Of course, you’ll always find fireworks in the small towns. Because millions of Chinese spend Spring Festival in their hometowns, this is where the real celebrations often take place. Children receive red envelopes called hongbao filled with large sums of money, while adults set off firecrackers to scare off the mythical Nian monster. Everyone offers sacrifices to their ancestors, hearkening back to the holiday’s origins over 3,800 years ago.
By this point, you’re probably starting to see a pattern. People coming and people going mean more expensive airline and rail tickets and overcrowded trains. For an idea of what to expect in terms of train travel during the Spring Festival, check out the documentary Last Train Home, which shows in painfully vivid detail what migrant workers go through in order to make it home for the new year. Depending on your itinerary, train travel may be unavoidable, but whatever you do, do not book a standing ticket.

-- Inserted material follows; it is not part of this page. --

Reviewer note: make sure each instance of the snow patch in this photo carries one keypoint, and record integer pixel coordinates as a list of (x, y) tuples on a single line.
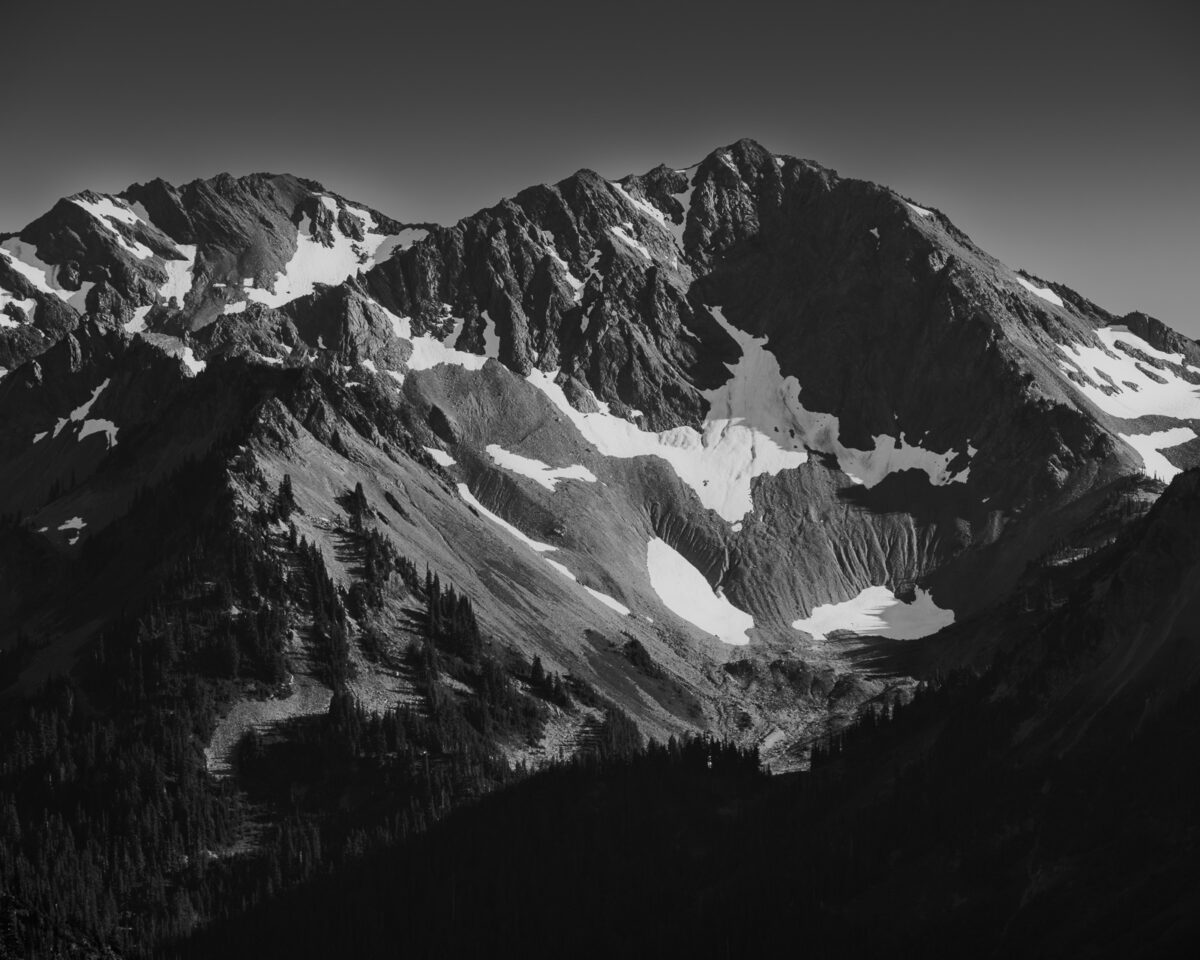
[(1045, 293), (106, 209), (465, 492), (1149, 445), (179, 275), (755, 426), (629, 241), (138, 323), (28, 306), (1122, 387), (537, 471), (402, 240), (191, 363), (81, 413), (100, 426), (313, 262), (441, 456), (491, 339), (23, 258), (684, 592), (877, 612), (75, 526), (609, 601)]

During Chinese New Year, schools and factories close for around two or three weeks. Business offices take a week off, and for the peak of the holiday, government services, such as the post office, even shut down for a few days. It is also possible for restaurants and shops to close for as long as a month. Typically, only a handful of restaurants will be open on New Year’s Eve, and those whose owners are home visiting family may not reopen until well after the Lantern Festival.
Don’t panic: you’ll always find something open. Hotel restaurants are a safe bet, many of which will require advance booking. And if you find yourself wandering the street on Chinese New Year’s Eve, desperate for anything to eat, know that you can always find a trusty Lanzhou Lamian shop open. Lanzhou Lamian, more commonly known as halal beef noodles, originated in the western Chinese city of the same name and are now available on nearly every block in most Chinese cities.